Mark Weisbrot
Knight-Ridder/Tribune Information Services, October 4, 2004 

The failure of the G-7 governments this past week to reach an agreement on debt cancellation for the poorest countries of the world shows remarkable callousness on their part. These are countries -- mostly in Africa -- where thousands of people are dying each day from AIDS and other even more treatable and preventable diseases, children are being orphaned and economies wrecked.

Why should the richest countries of the world -- or the International Monetary Fund (IMF) and World Bank -- continue to take debt service payments from them?
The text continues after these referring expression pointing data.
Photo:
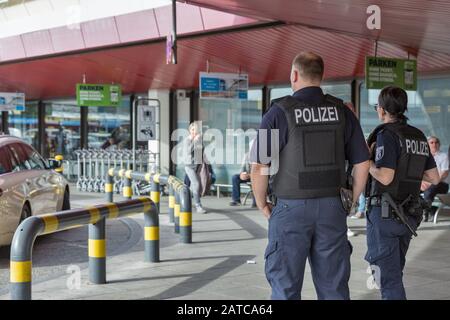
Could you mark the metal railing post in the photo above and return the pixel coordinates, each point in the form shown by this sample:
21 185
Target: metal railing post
171 204
127 190
177 211
155 194
97 252
20 264
61 168
185 215
30 228
109 185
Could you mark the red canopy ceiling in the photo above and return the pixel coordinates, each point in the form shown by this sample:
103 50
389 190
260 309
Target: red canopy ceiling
420 24
264 52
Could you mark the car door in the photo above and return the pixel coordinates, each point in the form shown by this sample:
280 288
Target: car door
33 187
44 179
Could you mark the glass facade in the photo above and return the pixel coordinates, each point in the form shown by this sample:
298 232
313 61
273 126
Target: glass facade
428 109
62 129
107 122
339 90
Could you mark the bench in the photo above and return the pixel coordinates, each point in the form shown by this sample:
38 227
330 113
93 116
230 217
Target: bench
221 185
444 201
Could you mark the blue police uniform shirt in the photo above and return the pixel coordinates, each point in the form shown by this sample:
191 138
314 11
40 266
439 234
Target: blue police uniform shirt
388 152
356 150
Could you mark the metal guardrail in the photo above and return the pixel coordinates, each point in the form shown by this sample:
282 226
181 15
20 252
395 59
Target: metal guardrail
180 204
95 217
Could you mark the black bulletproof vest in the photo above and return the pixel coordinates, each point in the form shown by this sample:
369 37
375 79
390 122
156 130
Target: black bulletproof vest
312 164
410 165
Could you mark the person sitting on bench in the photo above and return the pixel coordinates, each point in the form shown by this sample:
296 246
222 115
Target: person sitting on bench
430 190
242 177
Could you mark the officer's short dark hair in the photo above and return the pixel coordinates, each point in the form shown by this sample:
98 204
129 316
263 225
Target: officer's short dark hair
434 138
309 65
394 100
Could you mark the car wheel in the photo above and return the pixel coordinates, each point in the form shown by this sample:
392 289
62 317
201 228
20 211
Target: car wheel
26 212
66 201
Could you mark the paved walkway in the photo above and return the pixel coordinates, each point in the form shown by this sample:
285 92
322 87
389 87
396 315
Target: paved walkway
225 260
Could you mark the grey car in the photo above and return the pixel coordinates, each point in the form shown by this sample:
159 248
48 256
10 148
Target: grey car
28 186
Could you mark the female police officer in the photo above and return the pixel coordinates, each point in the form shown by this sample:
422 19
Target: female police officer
400 161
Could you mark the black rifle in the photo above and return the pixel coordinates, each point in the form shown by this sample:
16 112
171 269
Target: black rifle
387 202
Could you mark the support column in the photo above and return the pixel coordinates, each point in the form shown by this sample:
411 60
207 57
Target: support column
84 128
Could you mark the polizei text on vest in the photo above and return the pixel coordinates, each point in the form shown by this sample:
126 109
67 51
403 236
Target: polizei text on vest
316 115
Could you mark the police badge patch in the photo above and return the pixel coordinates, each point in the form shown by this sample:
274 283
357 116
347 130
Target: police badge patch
380 153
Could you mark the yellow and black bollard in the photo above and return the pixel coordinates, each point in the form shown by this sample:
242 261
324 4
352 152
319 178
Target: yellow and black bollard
171 204
59 158
177 210
97 248
109 186
151 231
155 194
127 190
185 215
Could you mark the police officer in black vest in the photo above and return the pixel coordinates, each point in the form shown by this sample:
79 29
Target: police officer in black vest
309 137
401 159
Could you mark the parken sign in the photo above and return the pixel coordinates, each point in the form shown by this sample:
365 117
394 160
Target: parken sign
12 101
382 72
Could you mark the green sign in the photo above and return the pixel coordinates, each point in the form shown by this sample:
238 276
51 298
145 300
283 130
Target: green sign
99 95
382 72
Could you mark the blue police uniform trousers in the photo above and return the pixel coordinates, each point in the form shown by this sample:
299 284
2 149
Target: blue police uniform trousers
313 229
387 244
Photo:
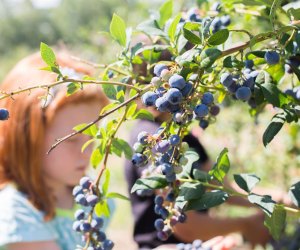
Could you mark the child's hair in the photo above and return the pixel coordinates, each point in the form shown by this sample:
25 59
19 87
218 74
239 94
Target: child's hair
22 135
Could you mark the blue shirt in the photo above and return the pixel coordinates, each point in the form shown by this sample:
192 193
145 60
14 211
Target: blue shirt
20 221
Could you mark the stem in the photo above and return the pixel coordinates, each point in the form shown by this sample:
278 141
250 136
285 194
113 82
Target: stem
60 140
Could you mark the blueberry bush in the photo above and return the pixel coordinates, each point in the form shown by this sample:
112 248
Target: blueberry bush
205 67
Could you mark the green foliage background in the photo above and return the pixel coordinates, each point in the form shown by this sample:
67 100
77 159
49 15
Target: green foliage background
82 27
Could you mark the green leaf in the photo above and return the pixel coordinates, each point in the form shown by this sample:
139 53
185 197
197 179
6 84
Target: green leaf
102 208
276 222
131 110
263 201
165 12
106 182
72 88
144 114
118 30
48 55
208 57
274 127
154 182
246 181
208 200
276 4
110 91
191 191
86 144
96 157
273 95
219 37
294 193
221 167
117 195
191 37
122 146
173 27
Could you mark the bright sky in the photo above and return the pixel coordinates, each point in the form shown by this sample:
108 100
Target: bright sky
45 4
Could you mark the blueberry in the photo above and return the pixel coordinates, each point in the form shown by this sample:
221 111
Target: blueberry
207 98
162 104
79 214
201 110
107 245
226 79
159 224
149 98
174 140
139 160
85 182
243 93
272 57
177 81
187 90
174 96
76 226
203 124
162 146
166 169
249 64
158 68
101 236
143 137
92 199
97 223
4 114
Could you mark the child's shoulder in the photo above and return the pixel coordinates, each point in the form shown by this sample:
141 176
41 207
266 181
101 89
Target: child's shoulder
20 221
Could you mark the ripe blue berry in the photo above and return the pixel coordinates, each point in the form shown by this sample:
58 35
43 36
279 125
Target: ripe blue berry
158 68
173 96
174 140
4 114
139 160
92 199
201 110
177 81
159 224
162 104
207 98
272 57
79 214
243 93
226 79
162 146
149 98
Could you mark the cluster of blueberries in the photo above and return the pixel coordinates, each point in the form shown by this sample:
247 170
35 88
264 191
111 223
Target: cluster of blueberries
242 85
89 224
218 23
195 245
4 114
169 217
169 161
172 91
This time it was the Europeans that scuttled a reasonable proposal from the U.S. Treasury Department to cancel 100 percent of these countries' debt, and to switch to a system of grants for poor countries, rather than loans, from now on. The Europeans appeared to side with the World Bank, whose director Jim Wolfensohn argued that such a proposal would hurt the Bank "in 10 years because we are expecting 40 percent repayment from those loans."

But Washington has veto power in both the IMF and World Bank and has used it for 60 years on matters that are of importance to it. So the blame must fall upon all of the rich country governments for failing to cancel this debt.

Economist Jeffrey Sachs of Columbia University, a special advisor to UN Secretary-General Kofi Annan, has argued that poor countries should unilaterally cancel this debt themselves if the G-7 countries fail to act.

"Africa should say: 'thank you very much but we need this money to meet the needs of children who are dying right now . . .' " Sachs said last July.

Sachs is right, and there is nothing radical or impractical about the idea of poor countries taking matters into their own hands. The idea that poor countries might ruin their credit rating for future borrowing is implausible. Their credit rating has already been ruined. And fears that other debtor countries might press similar demands are also misguided.

In fact, default can sometimes be an option worth considering even for middle-income countries. This has certainly been the case in Argentina, whose economy has grown by 8.8 percent last year and a projected 7 percent this year, while failing to reach an agreement with holders of about $100 billion of defaulted foreign debt. The country's defiance of the IMF, with its credible threat to default to the Fund, has also freed it from having to accept the IMF's economic advice. This advice, which has often proved disastrous in the past, could easily have cut short the country's economic recovery.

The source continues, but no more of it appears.